When the plants were cultivated in soil contaminated with HMs, pea lines varied in the content of Cd, Cu, Ni and Sr by a factor of 3, Zn by a factor of 4, Cr by a factor of 7, and Pb by a factor of 9. Lines displaying the greatest concentration of Cd in shoots were 1658, 1930, 3034, 3312, 6063 and 8274, and those displaying the lowest level of Cd in shoots were 1982, 7131, 8083, 6883, 1027, 2175, 2593, 7700, 4788 and 1250. Distribution curves of HM content in shoots for the pea lines examined exhibited high values for skewness (As) and kurtosis (Ex) coefficients and significantly differed from Gauss distribution curves. Cluster analysis of the data for HMs content showed that the lines formed three homogenous clusters: those having low content of all HMs, those showing a high content of all HMs and those showing a low content of Cr but a high content of the other HMs. There was a general positive correlation between contents of different HMs in plants, with the notable exception that Cr content was not correlated with the content of other metals. The resistance of pea varieties to Cd, as measured by a decrease in plant biomass at toxic Cd concentrations, was not correlated with their capability to uptake Cd from contaminated soil at nontoxic concentrations. These results suggest the existence of different genetic and physiological mechanisms for resistance to and uptake of HMs metals by pea plants. Certain of the selected pea varieties can be used as a model systems in more detailed study of the impact of HMs on legume plants and interactions between legumes and symbiotic microorganisms under HMs stress.
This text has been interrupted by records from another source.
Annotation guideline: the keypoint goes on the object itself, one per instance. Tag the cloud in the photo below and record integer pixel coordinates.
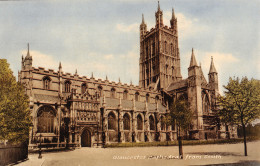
(48, 62)
(109, 56)
(128, 28)
(187, 27)
(41, 59)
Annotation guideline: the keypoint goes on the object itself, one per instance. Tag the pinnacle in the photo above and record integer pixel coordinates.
(212, 67)
(193, 61)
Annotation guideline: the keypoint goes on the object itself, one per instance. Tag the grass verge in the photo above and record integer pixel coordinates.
(175, 143)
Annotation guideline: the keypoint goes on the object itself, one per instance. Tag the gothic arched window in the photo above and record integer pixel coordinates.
(46, 116)
(46, 82)
(139, 122)
(163, 123)
(153, 48)
(113, 93)
(147, 97)
(165, 46)
(205, 104)
(137, 96)
(171, 49)
(156, 99)
(152, 123)
(125, 95)
(111, 121)
(67, 86)
(83, 88)
(126, 122)
(100, 90)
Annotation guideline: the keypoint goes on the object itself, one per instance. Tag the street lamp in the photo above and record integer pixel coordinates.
(40, 148)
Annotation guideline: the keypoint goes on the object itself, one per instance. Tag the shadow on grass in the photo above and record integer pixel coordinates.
(51, 150)
(216, 153)
(240, 163)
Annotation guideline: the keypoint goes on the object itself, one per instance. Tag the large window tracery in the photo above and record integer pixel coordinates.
(46, 116)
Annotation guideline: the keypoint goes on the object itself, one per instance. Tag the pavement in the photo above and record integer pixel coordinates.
(217, 154)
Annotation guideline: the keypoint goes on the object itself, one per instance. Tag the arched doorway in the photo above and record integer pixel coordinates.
(86, 138)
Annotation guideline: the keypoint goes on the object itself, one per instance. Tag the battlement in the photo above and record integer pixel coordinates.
(69, 76)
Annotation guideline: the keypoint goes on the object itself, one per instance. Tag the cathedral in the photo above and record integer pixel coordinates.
(84, 111)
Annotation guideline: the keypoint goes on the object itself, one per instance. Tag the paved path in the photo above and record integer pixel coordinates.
(193, 155)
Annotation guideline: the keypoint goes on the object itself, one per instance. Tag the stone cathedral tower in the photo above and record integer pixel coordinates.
(159, 61)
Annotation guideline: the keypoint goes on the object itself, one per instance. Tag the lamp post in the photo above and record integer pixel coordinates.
(40, 148)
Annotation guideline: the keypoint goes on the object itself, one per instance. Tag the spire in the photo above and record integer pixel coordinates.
(173, 14)
(28, 56)
(60, 67)
(159, 6)
(193, 61)
(212, 67)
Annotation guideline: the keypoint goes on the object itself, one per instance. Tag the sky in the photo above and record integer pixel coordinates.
(102, 36)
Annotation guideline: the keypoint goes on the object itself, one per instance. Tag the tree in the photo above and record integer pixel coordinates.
(181, 116)
(15, 117)
(240, 103)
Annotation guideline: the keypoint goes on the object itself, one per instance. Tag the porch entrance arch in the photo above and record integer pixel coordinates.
(86, 138)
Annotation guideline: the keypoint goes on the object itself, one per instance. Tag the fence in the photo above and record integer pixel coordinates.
(13, 153)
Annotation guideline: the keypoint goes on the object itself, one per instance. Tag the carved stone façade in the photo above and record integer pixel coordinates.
(82, 111)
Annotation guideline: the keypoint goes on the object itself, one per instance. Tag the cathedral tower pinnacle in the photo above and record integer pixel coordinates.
(159, 61)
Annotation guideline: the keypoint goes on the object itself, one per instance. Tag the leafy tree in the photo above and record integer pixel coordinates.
(181, 116)
(240, 103)
(15, 117)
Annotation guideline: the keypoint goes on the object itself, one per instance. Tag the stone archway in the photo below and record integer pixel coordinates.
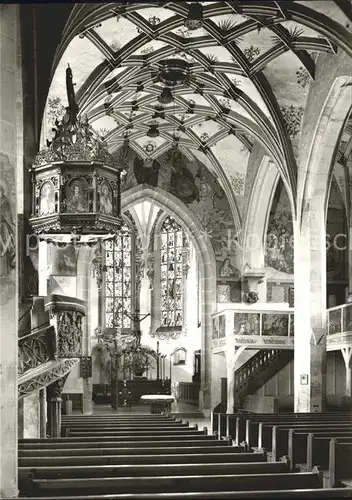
(189, 221)
(310, 249)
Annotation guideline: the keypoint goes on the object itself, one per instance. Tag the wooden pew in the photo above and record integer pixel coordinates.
(340, 462)
(145, 447)
(261, 434)
(74, 441)
(149, 470)
(180, 484)
(300, 449)
(141, 434)
(238, 425)
(298, 494)
(125, 425)
(156, 456)
(280, 436)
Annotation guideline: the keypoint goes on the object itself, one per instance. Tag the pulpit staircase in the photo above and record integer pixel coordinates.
(258, 370)
(52, 347)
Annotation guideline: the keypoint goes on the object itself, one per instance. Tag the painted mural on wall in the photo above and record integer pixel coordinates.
(336, 226)
(279, 238)
(64, 260)
(7, 229)
(193, 184)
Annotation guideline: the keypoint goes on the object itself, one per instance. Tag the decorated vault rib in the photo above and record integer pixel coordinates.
(76, 181)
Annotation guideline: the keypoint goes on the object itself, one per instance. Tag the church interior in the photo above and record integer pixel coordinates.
(176, 250)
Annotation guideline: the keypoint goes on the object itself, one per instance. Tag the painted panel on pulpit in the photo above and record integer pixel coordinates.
(336, 236)
(63, 258)
(193, 184)
(279, 237)
(275, 324)
(77, 196)
(105, 201)
(118, 284)
(222, 326)
(216, 328)
(246, 323)
(7, 229)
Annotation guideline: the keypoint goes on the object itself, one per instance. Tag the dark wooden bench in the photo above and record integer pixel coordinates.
(142, 435)
(144, 447)
(229, 421)
(340, 462)
(185, 484)
(299, 494)
(300, 449)
(156, 456)
(144, 470)
(260, 433)
(318, 449)
(75, 441)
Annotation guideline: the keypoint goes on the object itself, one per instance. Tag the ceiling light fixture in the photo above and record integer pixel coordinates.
(166, 96)
(194, 20)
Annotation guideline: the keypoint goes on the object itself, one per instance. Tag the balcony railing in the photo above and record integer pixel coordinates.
(339, 319)
(339, 326)
(36, 348)
(269, 327)
(61, 338)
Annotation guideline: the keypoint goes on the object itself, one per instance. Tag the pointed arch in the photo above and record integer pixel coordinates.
(201, 241)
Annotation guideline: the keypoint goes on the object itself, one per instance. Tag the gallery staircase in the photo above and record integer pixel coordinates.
(51, 348)
(258, 370)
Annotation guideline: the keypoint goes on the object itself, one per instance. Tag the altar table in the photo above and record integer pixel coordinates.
(159, 403)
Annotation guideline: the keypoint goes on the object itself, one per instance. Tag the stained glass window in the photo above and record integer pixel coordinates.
(172, 239)
(118, 282)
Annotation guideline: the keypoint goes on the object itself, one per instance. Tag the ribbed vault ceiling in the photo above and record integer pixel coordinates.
(250, 65)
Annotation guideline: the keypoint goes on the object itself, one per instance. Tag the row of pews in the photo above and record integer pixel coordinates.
(307, 439)
(156, 456)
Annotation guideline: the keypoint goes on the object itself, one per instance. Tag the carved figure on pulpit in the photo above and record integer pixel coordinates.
(105, 199)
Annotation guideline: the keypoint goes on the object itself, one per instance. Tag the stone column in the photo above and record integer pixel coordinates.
(347, 356)
(54, 399)
(42, 413)
(83, 287)
(310, 312)
(10, 129)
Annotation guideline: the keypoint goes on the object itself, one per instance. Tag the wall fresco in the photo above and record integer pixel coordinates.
(7, 229)
(193, 184)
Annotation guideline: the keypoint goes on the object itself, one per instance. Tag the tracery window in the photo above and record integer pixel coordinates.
(172, 243)
(118, 279)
 Acknowledgment: We are very grateful to Prof. A. Martensson and Dr. B. Forsberg for element analysis of the plants. This work was supported within the framework of grant 971112 under INCO COPERNICUS.

1. Horst, W.J. 1983. Plant and Soil 72: 213-218.
2. Kumar, P.B.A.N. et al. 1995. Environ. Sci. Technol. 29: 1232-1238.
3. Lozano-Rodriquez, E. et al. 1997. J. Exp. Botany 48: 123-128.
4. Marayama, T. 1994. J. Plant Research 107: 201-207.
5. Neumann, H. et al. 1998. Environ. Sci. Pollution Res. 5: 28-36.
6. Polson, D.E. and Adams, M.V. 1970. Agronomy J. 62: 557-560.
7. White, M.C. et al. 1979. Agronomy J. 71: 121-131.